The Secretary of Defense, Ash Carter, recently announced a new manufacturing initiative to bring textile manufacturing back to the USA. As part of that initiative the government will be investing $2 Billion in research and development to be done through a partnership of 89 manufacturers, universities and non-profit organizations all of which will be spearheaded by the Massachusetts Institute of Technology (MIT). The goal of this project being to re-establish the United States as a leader in revolutionary fibers and textiles manufacturing.
This research will be coordinated at the new Fibers and Textiles Manufacturing Innovation Institute in Cambridge, MA. The days of basic fibers and textiles are way behind us with these new products being designed to contain electronic sensors, be extremely lightweight, or resistant to even the highest temperatures. Some of the intended uses for these new textiles, according to Ash Carter, are having a textile that can detect when a soldier is wounded and needs to be treated with an antimicrobial compression bandage, or having the sensing capabilities of a smart watch built right into the lightweight fabric. The protection these fibers and textiles could offer to our armed forces, firefighters and police would be invaluable. One great example is the record numbers of forest fires we saw last year. Having uniforms that could protect from even the hottest temperatures would certainly be a benefit.

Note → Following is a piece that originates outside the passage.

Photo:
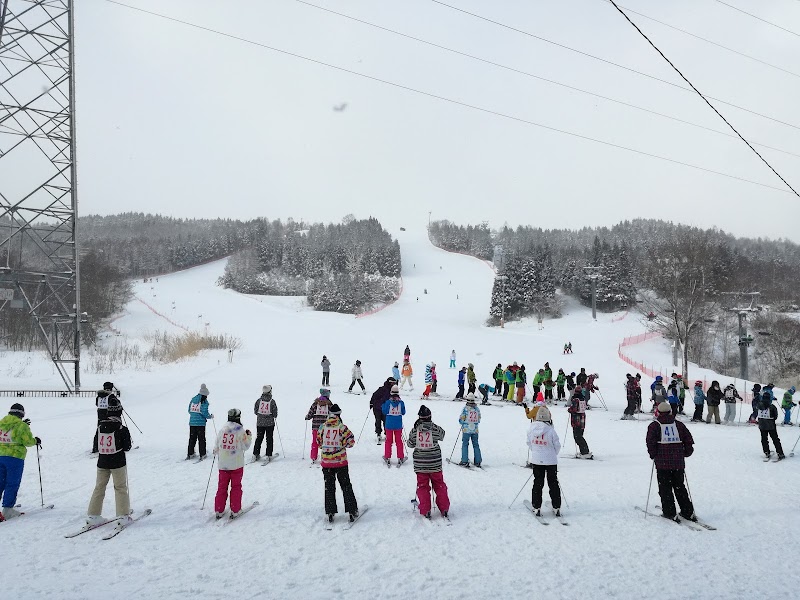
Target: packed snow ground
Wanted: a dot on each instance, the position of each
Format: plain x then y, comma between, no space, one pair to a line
280,549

Although the American textile industry had seen steady declines for years the innovation of new products brought growth of about 14% from 2009 to 2015 and a 39% increase in exports. This caught the attention of the Obama administration and made this industry an area worth investing in. The ultimate goal being not only these incredible new products but also an increase in new manufacturing jobs. The intellectual properties of these new fabrics mean jobs will be available at all levels of these companies, many of which should end up staying in the New England area.